New York City Independent Budget Office

Agency overview
- Jurisdiction: New York City
- Employees: 38 (2020^{[update]})
- Agency executive: Louisa Chafee, Director;
- Website: ibo.nyc.gov

= New York City Independent Budget Office =

Government agency of New York City

The New York City Independent Budget Office (IBO) is a publicly funded agency of New York City that provides nonpartisan information about the city's budget and local economy to the public and their elected officials. The office has no policymaking role.

==Role of the agency==
The Independent Budget Office presents budgetary reviews, economic forecasts, and policy analyses in the form of reports, testimony, memos, letters, and presentations. The agency also releases an annual volume of budget options for New York City, produces guides to understanding the budget, and provides online access to key revenue and spending data from past years. Because the information IBO provides is independent of the interests of the Mayor, the agency also serves as a counterbalance to the Mayor's executive powers in the budget process, including control of budget-related data.

Each year IBO publishes three reports required by the City Charter. The Fiscal Outlook, issued prior to the upcoming fiscal year, provides an independent forecast of revenue and spending for the year ahead. The Analysis of the Preliminary Budget offers a comprehensive review of the Mayor's proposals. This report is followed by an Analysis of the Executive Budget that highlights changes from the preliminary plan.

IBO also regularly produces fiscal briefs on critical issues confronting the city. These publications have covered important topics such as city spending on schools progress and prospects for completing the Mayor's housing plan, the tax burden on city residents including property taxes, the fiscal impact of financing sports stadiums, and the cost of recycling.

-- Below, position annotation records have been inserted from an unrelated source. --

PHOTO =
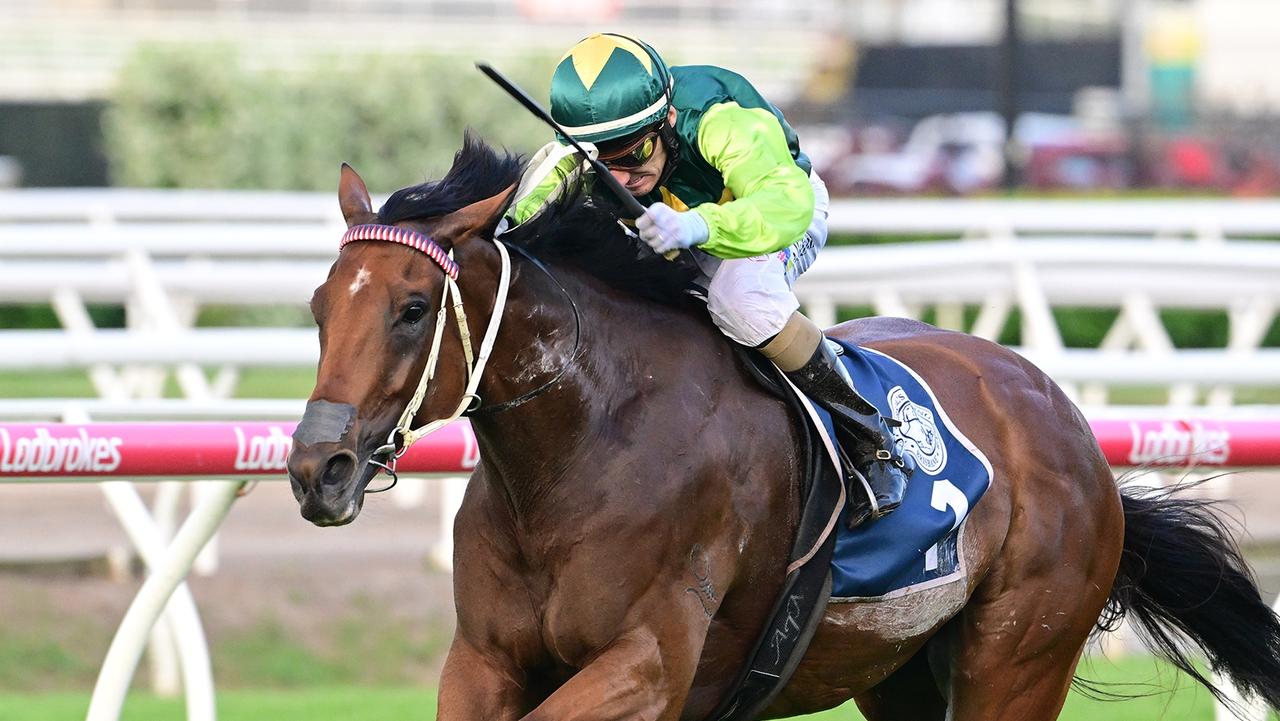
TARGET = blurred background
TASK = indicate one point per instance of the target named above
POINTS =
(1092, 182)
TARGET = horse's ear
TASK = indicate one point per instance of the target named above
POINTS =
(353, 197)
(480, 218)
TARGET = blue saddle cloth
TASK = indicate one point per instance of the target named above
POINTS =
(917, 546)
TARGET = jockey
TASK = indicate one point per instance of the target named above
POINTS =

In addition, IBO testifies at public hearings and makes presentations to the New York City Council committees and caucuses, individual members of the City Council, Borough Presidents, and other elected officials and their staffs, as well as to community boards, civic groups, and other organizations.

Public officials, civic and community groups, academics, advocates, union officials, and members, students, members of the media, and others can reach out to IBO to provide answers to a wide range of questions—from the budget of a particular agency or program to more complex budget, tax or, fiscal issues requiring in-depth research and analysis. Some of the questions posed to IBO are answered in the form of fiscal briefs or other publications.

==Agency history==
The Independent Budget Office was created as part of the 1989 Charter Revision, which guaranteed the agency at least 10 percent of the funds allotted to the Mayor's Office of Management and Budget. The guaranteed budget arose from prior experience when a similar office, the Legislative Office of Budget Review, was defunded and abolished after one year of existence. The rationale for the budget guarantee proved prescient in 1998 when Mayor Rudolph Giuliani proposed that the agency be defunded.

The Charter reinforces the agency's independence with the procedures it enacted for the selection of the agency's director. IBO's Advisory Board is appointed by the Public Advocate and the Comptroller according to specific provisions outlined in the Charter. The board recommends nominees for agency director to a panel of four elected city officials: the New York City Public Advocate, the New York City Comptroller, a New York City borough president, and a representative of the City Council. The panel then elects the agency head, who serves a four-year term. The current director is Louisa Chafee. The Office of the Mayor has no role in the selection of the director.

After voters approved its creation in 1989, several mayors and elected officials initially contended IBO would only duplicate the efforts of other budget-related agencies and refused to fund it. After three lawsuits filed by elected officials and good-government groups and several favorable court decisions, IBO was finally funded in 1996, and began to issue reports soon afterward. However, Mayor Giuliani, who had long opposed the creation of IBO, attempted to prevent it from fulfilling its mandate by withholding necessary data from the agency and failing to include money for the office in his proposed budget for 1998-99. IBO sued for access to the city's data along with 16 other co-plaintiffs, claiming the mayor had broken the law that required him to provide the information necessary for IBO to effectively monitor New York City's finances by instead choosing to funnel all requests for city information to the mayor's Office of Management and Budget. Once again, public officials, other city watchdog groups, and many members of the press rallied around IBO in the suit against Giuliani. In July 1998, IBO and its supporters succeeded in getting the mayor to stand down. Since then, IBO has developed a reputation for objectivity and nonpartisanship, based largely on its data-driven reports.

It was because of this reputation that in 2009 IBO's role was extended beyond budget analysis as part of a plan to renew mayoral control of the New York City school system. The agency was empowered to monitor and report on all aspects of the New York City Department of Education, and state lawmakers accordingly increased IBO's allocation to 12.5 percent of the Mayor's budget office. Since then IBO has published reports on student outcomes, the demographics of schools proposed for closing, school progress reports, funding for Charter schools, and an annual volume of key education indicators for the school system as a whole as well as a searchable online database for every city public school.